In its financial report, Oracle reiterated its revenue guidance for the 2026 fiscal year of $67 billion, which is in line with the market. The company's management said during the conference call that the new large-scale RPO will be gradually monetized in the future and converted into revenue in a short period of time. The company expects to contribute an additional approximately $4 billion in revenue in the 2027 fiscal year.

In response to market concerns that Oracle might need to raise huge debts to expand AI computing power and data center capabilities, Ives said these concerns were exaggerated. He pointed out that the actual amount of financing required by Oracle may be far lower than the 100 billion US dollars rumored by the outside world. “From our perspective, this is a 'high quality trouble' because demand is so strong, this is a challenge that companies must deal with in the AI wave.”

BNP Paribas analyst Stefan Slowinski held a similar view and said that Oracle's quarterly performance, particularly cloud infrastructure (OCI) revenue, gave the market a sigh of relief.
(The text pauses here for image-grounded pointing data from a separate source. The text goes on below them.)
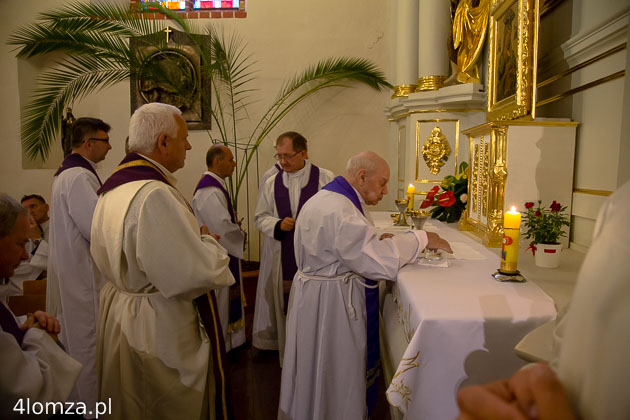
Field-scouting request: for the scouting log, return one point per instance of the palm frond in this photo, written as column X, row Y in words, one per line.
column 330, row 72
column 73, row 80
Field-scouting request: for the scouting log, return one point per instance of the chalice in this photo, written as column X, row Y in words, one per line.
column 418, row 217
column 402, row 207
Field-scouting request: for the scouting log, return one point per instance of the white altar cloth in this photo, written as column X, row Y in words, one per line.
column 460, row 326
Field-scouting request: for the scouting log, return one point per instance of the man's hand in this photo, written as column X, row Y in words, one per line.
column 287, row 224
column 44, row 321
column 531, row 393
column 435, row 242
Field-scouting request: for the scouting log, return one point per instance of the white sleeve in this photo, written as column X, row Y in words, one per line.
column 210, row 209
column 39, row 370
column 82, row 201
column 172, row 254
column 266, row 217
column 359, row 248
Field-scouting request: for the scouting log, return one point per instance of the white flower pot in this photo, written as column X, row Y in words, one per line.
column 548, row 255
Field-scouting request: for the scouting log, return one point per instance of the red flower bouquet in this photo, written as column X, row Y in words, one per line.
column 451, row 202
column 544, row 225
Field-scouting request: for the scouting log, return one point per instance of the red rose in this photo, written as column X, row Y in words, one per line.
column 427, row 202
column 432, row 193
column 446, row 199
column 555, row 206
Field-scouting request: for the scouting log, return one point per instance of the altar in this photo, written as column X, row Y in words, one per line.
column 444, row 328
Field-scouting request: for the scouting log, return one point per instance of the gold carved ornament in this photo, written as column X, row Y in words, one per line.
column 469, row 32
column 436, row 150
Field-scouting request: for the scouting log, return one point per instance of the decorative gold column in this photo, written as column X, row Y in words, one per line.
column 434, row 24
column 486, row 182
column 406, row 64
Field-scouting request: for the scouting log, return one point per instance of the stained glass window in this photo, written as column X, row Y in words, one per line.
column 216, row 4
column 174, row 5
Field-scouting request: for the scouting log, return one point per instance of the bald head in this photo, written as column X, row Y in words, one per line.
column 220, row 160
column 368, row 173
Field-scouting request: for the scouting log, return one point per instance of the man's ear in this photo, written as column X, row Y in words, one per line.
column 362, row 176
column 162, row 142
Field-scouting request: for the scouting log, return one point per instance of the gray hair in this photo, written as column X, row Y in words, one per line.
column 10, row 209
column 366, row 160
column 148, row 123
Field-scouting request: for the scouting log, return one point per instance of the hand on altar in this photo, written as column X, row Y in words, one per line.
column 43, row 321
column 435, row 243
column 533, row 392
column 287, row 224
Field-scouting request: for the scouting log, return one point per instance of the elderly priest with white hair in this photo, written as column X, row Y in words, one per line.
column 331, row 358
column 161, row 352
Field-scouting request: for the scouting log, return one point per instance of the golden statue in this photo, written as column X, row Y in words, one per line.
column 469, row 32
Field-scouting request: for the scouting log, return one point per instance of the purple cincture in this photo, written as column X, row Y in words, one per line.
column 283, row 205
column 10, row 325
column 206, row 304
column 131, row 173
column 235, row 310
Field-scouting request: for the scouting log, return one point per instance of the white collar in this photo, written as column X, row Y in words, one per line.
column 217, row 177
column 300, row 172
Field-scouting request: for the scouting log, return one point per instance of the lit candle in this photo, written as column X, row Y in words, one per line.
column 509, row 250
column 410, row 192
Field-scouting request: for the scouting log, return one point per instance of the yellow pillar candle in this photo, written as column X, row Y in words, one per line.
column 411, row 189
column 509, row 250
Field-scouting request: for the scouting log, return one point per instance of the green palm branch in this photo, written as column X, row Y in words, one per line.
column 95, row 40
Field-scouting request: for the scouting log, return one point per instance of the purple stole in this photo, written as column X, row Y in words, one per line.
column 10, row 325
column 283, row 205
column 235, row 312
column 135, row 167
column 75, row 160
column 339, row 185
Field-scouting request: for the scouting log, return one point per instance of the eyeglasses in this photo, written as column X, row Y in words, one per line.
column 286, row 157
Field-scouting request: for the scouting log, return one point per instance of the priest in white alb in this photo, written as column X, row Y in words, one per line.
column 213, row 207
column 73, row 284
column 161, row 352
column 331, row 358
column 33, row 365
column 278, row 207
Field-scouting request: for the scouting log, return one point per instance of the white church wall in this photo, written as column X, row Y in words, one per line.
column 283, row 39
column 597, row 27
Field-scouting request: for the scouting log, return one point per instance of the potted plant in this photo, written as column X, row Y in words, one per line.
column 545, row 226
column 448, row 204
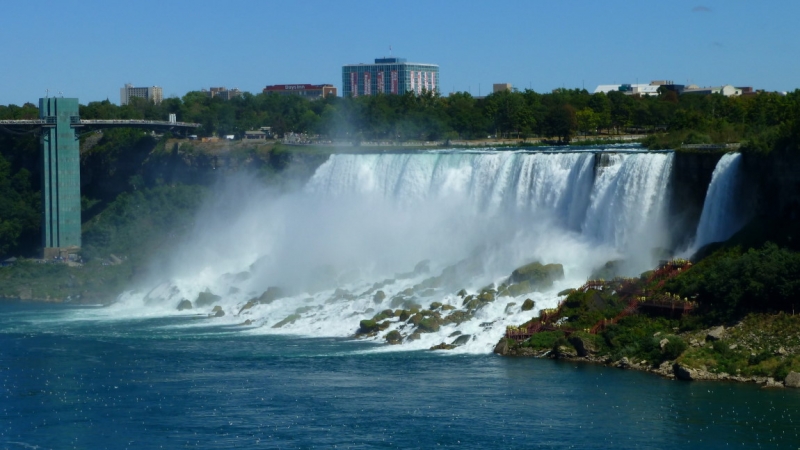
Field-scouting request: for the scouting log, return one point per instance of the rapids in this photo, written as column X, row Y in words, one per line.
column 390, row 222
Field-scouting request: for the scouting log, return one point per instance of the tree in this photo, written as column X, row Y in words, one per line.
column 587, row 120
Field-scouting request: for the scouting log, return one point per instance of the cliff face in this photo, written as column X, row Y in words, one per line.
column 691, row 176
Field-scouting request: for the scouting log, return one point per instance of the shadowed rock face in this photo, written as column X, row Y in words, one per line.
column 792, row 380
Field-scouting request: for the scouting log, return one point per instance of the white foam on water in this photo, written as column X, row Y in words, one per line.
column 720, row 218
column 365, row 219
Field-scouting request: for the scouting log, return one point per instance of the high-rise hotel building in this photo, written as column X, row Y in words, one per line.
column 389, row 76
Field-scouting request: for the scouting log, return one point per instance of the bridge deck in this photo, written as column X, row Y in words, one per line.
column 100, row 123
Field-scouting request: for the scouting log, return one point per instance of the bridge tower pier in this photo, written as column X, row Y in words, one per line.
column 61, row 179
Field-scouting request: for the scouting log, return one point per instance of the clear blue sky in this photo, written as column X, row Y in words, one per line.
column 89, row 49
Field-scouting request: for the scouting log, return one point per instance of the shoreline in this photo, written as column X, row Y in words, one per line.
column 668, row 369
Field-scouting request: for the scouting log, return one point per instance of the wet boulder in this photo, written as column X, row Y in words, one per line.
column 457, row 317
column 206, row 298
column 394, row 337
column 792, row 380
column 429, row 324
column 443, row 346
column 537, row 275
column 528, row 305
column 583, row 345
column 461, row 340
column 288, row 320
column 368, row 326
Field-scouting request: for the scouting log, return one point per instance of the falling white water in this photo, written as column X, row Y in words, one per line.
column 363, row 222
column 720, row 218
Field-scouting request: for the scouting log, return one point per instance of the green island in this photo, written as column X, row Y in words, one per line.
column 729, row 313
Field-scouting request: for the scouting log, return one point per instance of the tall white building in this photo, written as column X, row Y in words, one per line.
column 154, row 94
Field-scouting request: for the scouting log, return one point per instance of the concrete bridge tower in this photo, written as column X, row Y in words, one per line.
column 61, row 179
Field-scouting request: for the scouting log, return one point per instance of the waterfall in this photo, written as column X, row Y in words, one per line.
column 720, row 218
column 394, row 222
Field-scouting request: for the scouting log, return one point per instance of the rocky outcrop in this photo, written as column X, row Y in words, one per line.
column 394, row 337
column 528, row 304
column 502, row 347
column 582, row 345
column 206, row 298
column 530, row 278
column 792, row 380
column 461, row 340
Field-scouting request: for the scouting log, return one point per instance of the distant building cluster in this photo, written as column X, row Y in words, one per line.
column 389, row 76
column 398, row 76
column 653, row 87
column 309, row 91
column 153, row 93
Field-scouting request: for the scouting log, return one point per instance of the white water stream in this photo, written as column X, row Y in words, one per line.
column 366, row 219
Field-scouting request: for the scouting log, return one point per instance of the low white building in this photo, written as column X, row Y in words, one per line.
column 726, row 90
column 630, row 89
column 154, row 93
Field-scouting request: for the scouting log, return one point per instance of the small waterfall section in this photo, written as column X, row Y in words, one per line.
column 720, row 218
column 383, row 232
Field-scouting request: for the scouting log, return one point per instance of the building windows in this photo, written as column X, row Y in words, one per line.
column 154, row 94
column 389, row 76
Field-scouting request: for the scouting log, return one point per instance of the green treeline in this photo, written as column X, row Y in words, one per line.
column 759, row 119
column 113, row 165
column 561, row 114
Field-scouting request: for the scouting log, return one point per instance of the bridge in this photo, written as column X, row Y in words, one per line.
column 61, row 184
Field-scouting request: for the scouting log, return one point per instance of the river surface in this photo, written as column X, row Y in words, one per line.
column 73, row 378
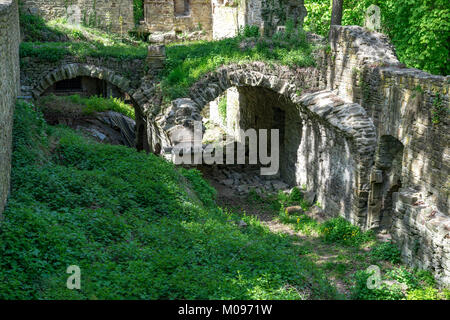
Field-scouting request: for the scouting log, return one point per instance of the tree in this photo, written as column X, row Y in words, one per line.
column 336, row 13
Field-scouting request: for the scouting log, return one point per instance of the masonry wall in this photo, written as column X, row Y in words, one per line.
column 34, row 70
column 9, row 88
column 161, row 16
column 411, row 107
column 229, row 16
column 106, row 14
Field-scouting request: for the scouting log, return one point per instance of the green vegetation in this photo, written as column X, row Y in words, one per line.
column 439, row 111
column 343, row 252
column 75, row 104
column 138, row 11
column 399, row 283
column 54, row 40
column 386, row 251
column 137, row 227
column 187, row 62
column 419, row 29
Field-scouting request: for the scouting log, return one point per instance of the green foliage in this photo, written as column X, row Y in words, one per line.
column 386, row 251
column 404, row 284
column 187, row 62
column 56, row 51
column 439, row 111
column 85, row 105
column 428, row 293
column 54, row 40
column 249, row 31
column 128, row 219
column 360, row 291
column 342, row 231
column 34, row 28
column 418, row 29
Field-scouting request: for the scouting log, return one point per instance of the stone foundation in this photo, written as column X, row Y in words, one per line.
column 9, row 88
column 114, row 15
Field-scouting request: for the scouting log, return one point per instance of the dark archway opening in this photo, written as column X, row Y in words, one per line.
column 385, row 181
column 106, row 126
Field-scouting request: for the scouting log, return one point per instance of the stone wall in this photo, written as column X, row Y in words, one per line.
column 161, row 16
column 410, row 186
column 328, row 145
column 9, row 88
column 114, row 15
column 230, row 16
column 37, row 75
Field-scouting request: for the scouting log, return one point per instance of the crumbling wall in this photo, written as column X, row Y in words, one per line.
column 231, row 15
column 162, row 16
column 9, row 88
column 411, row 107
column 114, row 15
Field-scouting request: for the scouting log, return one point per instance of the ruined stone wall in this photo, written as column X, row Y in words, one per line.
column 34, row 71
column 328, row 144
column 230, row 15
column 410, row 108
column 9, row 87
column 161, row 16
column 114, row 15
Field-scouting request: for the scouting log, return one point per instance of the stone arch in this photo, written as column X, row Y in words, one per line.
column 385, row 181
column 73, row 70
column 343, row 121
column 70, row 71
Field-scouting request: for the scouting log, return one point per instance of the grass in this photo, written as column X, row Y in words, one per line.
column 52, row 41
column 344, row 252
column 186, row 62
column 136, row 226
column 75, row 104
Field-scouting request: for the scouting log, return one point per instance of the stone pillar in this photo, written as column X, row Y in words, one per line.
column 156, row 56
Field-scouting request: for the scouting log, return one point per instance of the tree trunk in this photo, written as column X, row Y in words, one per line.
column 336, row 13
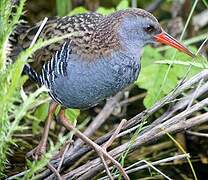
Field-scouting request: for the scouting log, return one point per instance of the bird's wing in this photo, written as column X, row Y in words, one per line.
column 82, row 23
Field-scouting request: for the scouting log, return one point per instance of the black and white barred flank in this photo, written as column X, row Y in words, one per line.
column 55, row 67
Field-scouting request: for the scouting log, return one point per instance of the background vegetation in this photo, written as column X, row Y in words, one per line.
column 23, row 111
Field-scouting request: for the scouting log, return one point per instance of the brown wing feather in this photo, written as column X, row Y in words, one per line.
column 83, row 23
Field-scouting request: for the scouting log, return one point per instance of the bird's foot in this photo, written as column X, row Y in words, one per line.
column 38, row 151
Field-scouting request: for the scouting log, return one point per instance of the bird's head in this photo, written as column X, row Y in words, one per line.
column 138, row 28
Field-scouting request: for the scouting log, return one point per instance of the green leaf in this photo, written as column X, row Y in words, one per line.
column 124, row 4
column 72, row 114
column 152, row 75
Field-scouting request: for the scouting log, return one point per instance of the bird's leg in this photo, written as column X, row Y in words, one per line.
column 100, row 151
column 41, row 148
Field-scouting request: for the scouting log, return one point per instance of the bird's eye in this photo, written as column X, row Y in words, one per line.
column 149, row 28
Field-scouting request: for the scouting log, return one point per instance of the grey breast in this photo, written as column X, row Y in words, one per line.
column 78, row 83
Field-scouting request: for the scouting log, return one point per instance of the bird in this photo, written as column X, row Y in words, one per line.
column 100, row 59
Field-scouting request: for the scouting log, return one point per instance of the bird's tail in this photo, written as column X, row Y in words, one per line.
column 28, row 70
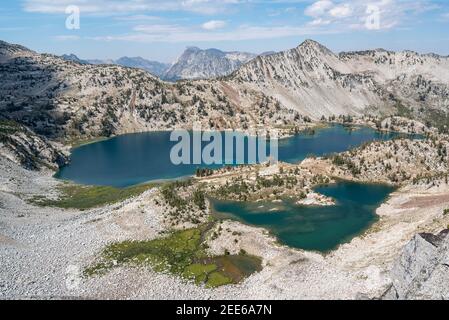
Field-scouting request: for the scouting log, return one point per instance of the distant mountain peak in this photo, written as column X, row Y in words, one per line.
column 196, row 63
column 316, row 46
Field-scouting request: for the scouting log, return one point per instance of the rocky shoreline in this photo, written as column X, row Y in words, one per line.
column 44, row 250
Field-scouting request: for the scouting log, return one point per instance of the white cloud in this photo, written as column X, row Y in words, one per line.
column 150, row 34
column 354, row 14
column 341, row 11
column 126, row 6
column 319, row 8
column 67, row 38
column 214, row 25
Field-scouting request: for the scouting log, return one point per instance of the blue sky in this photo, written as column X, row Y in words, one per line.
column 160, row 30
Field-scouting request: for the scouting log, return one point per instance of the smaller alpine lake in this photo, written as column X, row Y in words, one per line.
column 313, row 227
column 138, row 158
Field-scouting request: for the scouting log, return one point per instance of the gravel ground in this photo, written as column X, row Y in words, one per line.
column 44, row 250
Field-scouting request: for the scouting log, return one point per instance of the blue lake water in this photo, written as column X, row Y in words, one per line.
column 313, row 227
column 137, row 158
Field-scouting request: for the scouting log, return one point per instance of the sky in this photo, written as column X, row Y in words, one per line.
column 161, row 30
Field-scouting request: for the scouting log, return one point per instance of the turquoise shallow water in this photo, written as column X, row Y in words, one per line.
column 137, row 158
column 309, row 227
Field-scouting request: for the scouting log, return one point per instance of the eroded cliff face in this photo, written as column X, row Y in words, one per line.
column 33, row 152
column 422, row 271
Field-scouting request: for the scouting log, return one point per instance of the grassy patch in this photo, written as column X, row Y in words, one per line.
column 87, row 197
column 181, row 253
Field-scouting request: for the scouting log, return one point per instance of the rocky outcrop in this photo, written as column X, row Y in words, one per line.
column 315, row 81
column 422, row 271
column 195, row 63
column 22, row 146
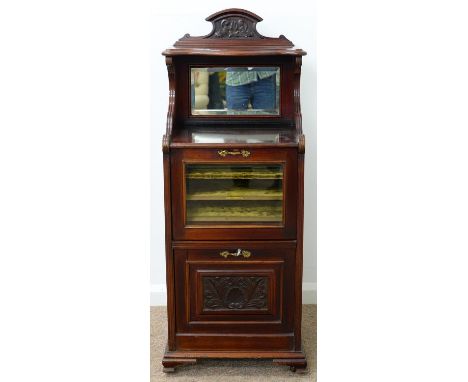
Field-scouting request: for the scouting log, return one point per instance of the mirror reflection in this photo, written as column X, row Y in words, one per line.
column 235, row 90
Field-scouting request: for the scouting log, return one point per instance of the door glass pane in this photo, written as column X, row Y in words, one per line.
column 234, row 193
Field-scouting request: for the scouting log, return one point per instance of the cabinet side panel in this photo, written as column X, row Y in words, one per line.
column 169, row 255
column 299, row 252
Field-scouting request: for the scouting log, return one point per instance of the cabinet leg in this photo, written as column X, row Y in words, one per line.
column 169, row 364
column 295, row 365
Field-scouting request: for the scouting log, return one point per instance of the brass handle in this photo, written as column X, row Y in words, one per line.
column 224, row 153
column 240, row 252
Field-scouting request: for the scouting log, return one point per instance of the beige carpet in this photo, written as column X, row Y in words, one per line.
column 233, row 370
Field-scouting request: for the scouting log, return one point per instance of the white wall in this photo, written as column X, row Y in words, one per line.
column 170, row 21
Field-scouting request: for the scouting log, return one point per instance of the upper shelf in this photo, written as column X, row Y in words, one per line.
column 220, row 135
column 234, row 33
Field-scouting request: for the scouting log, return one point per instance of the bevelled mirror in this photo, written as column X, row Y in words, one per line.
column 235, row 90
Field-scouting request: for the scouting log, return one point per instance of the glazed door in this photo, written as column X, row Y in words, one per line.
column 234, row 194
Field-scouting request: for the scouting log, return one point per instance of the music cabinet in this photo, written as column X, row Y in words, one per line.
column 233, row 156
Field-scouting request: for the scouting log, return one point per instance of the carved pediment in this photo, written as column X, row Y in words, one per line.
column 234, row 23
column 233, row 29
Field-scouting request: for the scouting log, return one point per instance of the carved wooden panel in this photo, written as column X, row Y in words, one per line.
column 235, row 293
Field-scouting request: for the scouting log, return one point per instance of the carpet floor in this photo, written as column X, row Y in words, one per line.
column 233, row 370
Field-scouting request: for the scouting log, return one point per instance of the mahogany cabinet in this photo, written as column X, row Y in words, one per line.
column 233, row 157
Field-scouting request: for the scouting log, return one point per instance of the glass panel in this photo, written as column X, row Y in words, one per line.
column 234, row 193
column 235, row 90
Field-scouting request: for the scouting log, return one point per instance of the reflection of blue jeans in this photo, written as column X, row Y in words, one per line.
column 261, row 94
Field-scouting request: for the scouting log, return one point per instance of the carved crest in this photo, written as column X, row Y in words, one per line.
column 233, row 30
column 234, row 23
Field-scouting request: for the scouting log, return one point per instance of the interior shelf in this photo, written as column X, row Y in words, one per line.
column 197, row 212
column 237, row 193
column 237, row 172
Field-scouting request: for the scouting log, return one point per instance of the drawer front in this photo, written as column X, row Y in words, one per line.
column 235, row 287
column 234, row 194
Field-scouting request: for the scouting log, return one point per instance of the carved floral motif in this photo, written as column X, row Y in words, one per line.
column 235, row 293
column 234, row 27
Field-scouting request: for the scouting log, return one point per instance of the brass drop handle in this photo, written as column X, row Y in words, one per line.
column 224, row 153
column 240, row 252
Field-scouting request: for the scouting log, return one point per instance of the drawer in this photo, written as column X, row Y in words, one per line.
column 234, row 194
column 234, row 287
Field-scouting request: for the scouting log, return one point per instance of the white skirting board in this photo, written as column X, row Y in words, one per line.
column 158, row 294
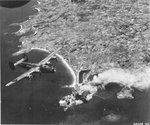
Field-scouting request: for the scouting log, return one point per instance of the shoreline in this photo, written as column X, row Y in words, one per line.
column 70, row 69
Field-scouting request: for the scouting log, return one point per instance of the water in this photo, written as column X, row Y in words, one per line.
column 36, row 101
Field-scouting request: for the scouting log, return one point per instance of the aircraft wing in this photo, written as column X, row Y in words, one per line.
column 44, row 61
column 26, row 74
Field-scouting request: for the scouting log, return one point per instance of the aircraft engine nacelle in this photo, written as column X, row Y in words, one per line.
column 13, row 65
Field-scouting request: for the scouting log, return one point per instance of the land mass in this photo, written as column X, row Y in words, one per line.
column 95, row 35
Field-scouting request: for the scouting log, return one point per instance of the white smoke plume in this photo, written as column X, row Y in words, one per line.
column 139, row 79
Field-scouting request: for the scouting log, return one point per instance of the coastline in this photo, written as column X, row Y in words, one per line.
column 69, row 68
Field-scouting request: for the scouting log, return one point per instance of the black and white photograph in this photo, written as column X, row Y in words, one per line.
column 75, row 62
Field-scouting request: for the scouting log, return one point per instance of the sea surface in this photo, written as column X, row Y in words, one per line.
column 28, row 101
column 36, row 100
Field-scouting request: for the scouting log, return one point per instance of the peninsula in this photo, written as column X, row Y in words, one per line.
column 102, row 36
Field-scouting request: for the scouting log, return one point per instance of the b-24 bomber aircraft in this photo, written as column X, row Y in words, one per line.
column 43, row 66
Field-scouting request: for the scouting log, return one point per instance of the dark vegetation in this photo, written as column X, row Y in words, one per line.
column 95, row 34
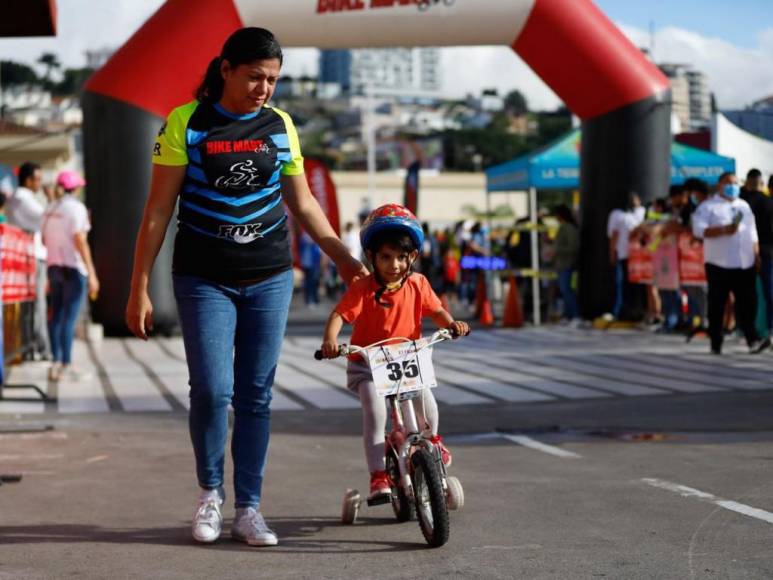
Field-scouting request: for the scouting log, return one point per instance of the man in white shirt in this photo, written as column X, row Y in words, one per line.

He pointed out that even though the market is concerned about delays in construction of the key data center Abilene, OCI achieved 66% growth in the current quarter using a fixed exchange rate calculation, and the performance exceeded expectations. He added that free cash flow fell to -$10 billion due to a surge in capital expenditure (reaching $12 billion this quarter, 46% higher than market expectations), but this reflects strong investment in OCI expansion, and there are no signs of delays in data center construction.

Slowinski gave Oracle a “buy” rating and maintained a target price of $290.